The owner of the Honolulu Star-Bulletin had announced that, in return for a cash payout, it would close its paper and dissolve its JOA with the larger Honolulu Advertiser. After the courts stepped in, the Star-Bulletin was put up for sale
The Star-Bulletin then — like the P-I today — had no presses, no advertising sales force and no circulation network. "It was essentially a startup business," said Wayne Cahill of the Hawaii Newspaper Guild.
But Black stepped in when no one else in the industry would, buying the paper for $10,000 and building up the business and production end from scratch. Kendall, who headed Black's Hawaii operations at the time, says it wouldn't have happened if the company hadn't also been able to buy an Oahu weekly with presses that became the foundation for the Star-Bulletin's new printing operation.
In almost every other U.S. city, the dissolution of a JOA has meant the death of a paper. In Honolulu, the Star-Bulletin survives.
Black could do the same thing in Seattle, Brown and others say. The Times-Hearst arbitration agreement acknowledges Hearst could still collect its 32 percent of The Times' profits, even if it sells the P-I to a buyer willing to publish the paper outside the JOA.
Kendall said he doesn't know whether the Kent press Black acquired as part of the King County Journal Newspapers purchase is big enough to print the P-I. What's more, he said, he hasn't asked: "In this region, our focus is on community newspapers."
But others say it would be possible, perhaps by adding capacity at Kent and contracting out part of the press run.
"It's a business opportunity he [Black] might well be interested in," said Cahill, who once worked in The Times' circulation department.

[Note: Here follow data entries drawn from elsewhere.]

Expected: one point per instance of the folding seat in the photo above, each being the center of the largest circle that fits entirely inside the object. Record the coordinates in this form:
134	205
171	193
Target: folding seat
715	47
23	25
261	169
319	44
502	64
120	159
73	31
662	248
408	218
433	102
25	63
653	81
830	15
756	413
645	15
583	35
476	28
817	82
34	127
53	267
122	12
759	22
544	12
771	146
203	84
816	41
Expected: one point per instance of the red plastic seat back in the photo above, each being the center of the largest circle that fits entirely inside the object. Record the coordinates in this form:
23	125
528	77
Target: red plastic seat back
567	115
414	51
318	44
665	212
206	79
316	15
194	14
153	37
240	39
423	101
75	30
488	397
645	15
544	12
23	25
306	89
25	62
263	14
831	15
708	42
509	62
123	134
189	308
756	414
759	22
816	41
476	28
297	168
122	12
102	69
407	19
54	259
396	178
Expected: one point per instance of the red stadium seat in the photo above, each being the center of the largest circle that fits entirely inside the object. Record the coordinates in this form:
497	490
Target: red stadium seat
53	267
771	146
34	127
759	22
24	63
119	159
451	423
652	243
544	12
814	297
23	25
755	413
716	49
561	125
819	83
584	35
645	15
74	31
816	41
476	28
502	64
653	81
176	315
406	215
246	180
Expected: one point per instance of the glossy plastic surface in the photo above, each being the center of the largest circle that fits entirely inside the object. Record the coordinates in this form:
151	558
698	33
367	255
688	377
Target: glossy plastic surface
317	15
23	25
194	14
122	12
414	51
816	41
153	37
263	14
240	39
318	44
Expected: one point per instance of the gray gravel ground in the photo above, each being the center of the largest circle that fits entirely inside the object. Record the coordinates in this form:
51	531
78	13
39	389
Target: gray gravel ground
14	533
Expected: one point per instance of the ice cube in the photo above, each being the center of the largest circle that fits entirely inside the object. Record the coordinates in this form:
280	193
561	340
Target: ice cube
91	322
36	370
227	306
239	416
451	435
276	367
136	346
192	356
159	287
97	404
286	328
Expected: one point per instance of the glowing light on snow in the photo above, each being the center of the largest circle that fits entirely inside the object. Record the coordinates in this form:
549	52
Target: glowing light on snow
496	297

The Seattle situation isn't identical to Honolulu's. For one, powerful political forces in Hawaii lined up to save the Star-Bulletin. That hasn't happened — at least not yet in Seattle.
Publishing the P-I would require a huge investment on Black's part, not just in equipment but in people, said John Morton, a leading national newspaper analyst.
"It would be a very daunting prospect," he said.